Connaîtra-t-on un jour la vérité sur la mort d’Oussama Ben Laden ? Dans sa version officielle – mais est-ce une surprise ? -, la Maison Blanche aurait pris quelques libertés avec la réalité. Un ancien membre des Navy Seals, qui a fait partie du commando chargé de débusquer le chef d’Al-Qaïda dans sa retraite pakistanaise d’Abbottabad, relate ses dernières heures dans No Easy Day (« Pas un jour facile »), à paraître le 4 septembre chez Penguin.

Tiré à 575 000 exemplaires, ce témoignage – le premier émanant d’un militaire ayant participé à l’opération Geronimo du 1er mai 2011 – promet d’être un best-seller.
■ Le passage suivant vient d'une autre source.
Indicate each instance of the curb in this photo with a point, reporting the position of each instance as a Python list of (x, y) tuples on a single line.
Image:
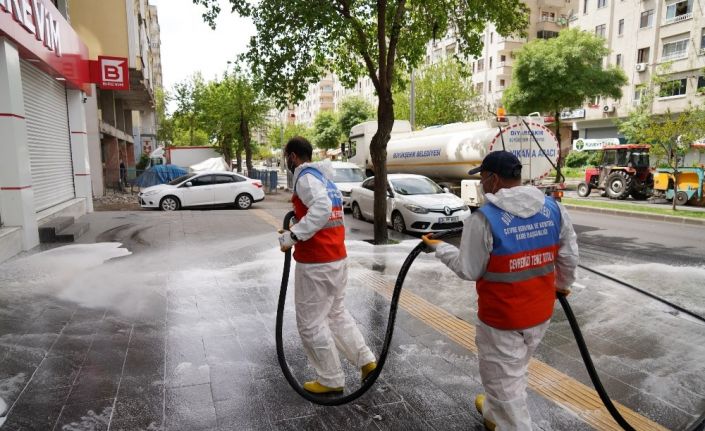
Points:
[(647, 216)]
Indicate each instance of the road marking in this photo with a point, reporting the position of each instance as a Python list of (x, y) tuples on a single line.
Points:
[(543, 379), (267, 218)]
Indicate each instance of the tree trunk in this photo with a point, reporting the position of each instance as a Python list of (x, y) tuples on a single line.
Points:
[(378, 153), (238, 160), (245, 139), (559, 159)]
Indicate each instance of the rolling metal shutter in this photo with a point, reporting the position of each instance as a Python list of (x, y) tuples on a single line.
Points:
[(48, 138)]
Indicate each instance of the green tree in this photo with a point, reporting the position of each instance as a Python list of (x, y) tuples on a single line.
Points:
[(326, 131), (187, 95), (670, 135), (297, 42), (353, 110), (560, 73), (443, 95)]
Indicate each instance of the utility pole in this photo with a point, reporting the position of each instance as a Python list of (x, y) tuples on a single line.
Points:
[(412, 105)]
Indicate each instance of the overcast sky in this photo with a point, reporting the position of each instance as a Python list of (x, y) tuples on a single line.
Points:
[(189, 45)]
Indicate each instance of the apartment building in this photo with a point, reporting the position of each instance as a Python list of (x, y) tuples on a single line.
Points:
[(643, 36), (44, 82), (122, 28)]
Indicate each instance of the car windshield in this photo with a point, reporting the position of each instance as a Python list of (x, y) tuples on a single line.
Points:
[(415, 186), (348, 175), (181, 179)]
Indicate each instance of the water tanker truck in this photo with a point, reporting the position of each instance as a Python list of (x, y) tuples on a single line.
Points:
[(446, 153)]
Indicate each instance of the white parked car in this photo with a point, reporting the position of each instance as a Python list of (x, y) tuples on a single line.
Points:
[(201, 189), (346, 176), (415, 203)]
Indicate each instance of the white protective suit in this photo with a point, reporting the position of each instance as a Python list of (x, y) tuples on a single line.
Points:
[(504, 355), (321, 317)]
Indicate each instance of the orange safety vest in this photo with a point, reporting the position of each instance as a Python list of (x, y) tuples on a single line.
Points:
[(518, 288), (328, 244)]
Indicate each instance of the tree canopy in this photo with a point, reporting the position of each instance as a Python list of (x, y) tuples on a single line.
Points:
[(443, 95), (560, 73), (298, 41)]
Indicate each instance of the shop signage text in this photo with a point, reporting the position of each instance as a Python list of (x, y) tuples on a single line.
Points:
[(576, 113), (110, 73), (37, 19), (593, 144)]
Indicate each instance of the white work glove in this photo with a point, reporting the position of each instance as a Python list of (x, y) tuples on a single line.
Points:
[(286, 241)]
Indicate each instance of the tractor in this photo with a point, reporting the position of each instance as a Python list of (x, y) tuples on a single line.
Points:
[(624, 170)]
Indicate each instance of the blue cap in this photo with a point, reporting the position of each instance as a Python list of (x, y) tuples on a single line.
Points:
[(502, 163)]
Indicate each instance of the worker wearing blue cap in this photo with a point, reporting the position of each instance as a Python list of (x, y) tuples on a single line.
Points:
[(519, 248)]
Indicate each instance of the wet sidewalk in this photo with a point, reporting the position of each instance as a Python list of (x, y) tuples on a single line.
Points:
[(179, 335)]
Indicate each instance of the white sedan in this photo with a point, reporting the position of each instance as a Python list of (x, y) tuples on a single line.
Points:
[(414, 203), (201, 189)]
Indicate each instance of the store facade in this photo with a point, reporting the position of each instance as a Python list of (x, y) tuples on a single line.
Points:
[(44, 82)]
Dissimulé derrière le pseudonyme de Mark Owen, son auteur contredit le récit de l’administration Obama, selon lequel Ben Laden avait tenté de résister avant d’être abattu alors qu’il retournait dans sa chambre, probablement pour s’emparer d’une arme. Lui raconte avoir grimpé l’escalier à la suite d’un de ses collègues qui, « à moins de cinq marches du palier », aurait tiré deux balles dans la tête du terroriste qui sortait de sa chambre. Alors que son corps était agité de spasmes, Owen et un autre Seal auraient « pointé leur visée laser sur sa poitrine et tiré plusieurs coups », jusqu’à ce qu’il ne bouge plus. « Il n’avait même pas préparé sa défense, écrit Owen. Il n’avait pas l’intention de se battre. » Deux armes ont en effet été retrouvées dans la chambre – un fusil d’assaut kalachnikov et un pistolet russe -, mais elles n’étaient pas chargées.

Identité

En soi, ces révélations ne sont pas fracassantes. Leur contradiction avec la version officielle pourrait toutefois embarrasser Barack Obama, à moins de deux mois de la présidentielle de novembre. Pour le moment, les autorités américaines ont refusé de revenir sur le détail des opérations. En revanche, Mark Owen pourrait avoir des ennuis depuis que sa véritable identité, Matt Bissonnette, a été révélée par la chaîne de télévision Fox News. Non seulement l’ex-soldat d’élite risque de se retrouver devant la justice pour avoir enfreint le règlement militaire en publiant son livre sans s’être assuré auprès du Pentagone et de la CIA qu’il ne révélait pas d’éléments classifiés, mais il est déjà menacé de mort sur des sites web liés à Al-Qaïda.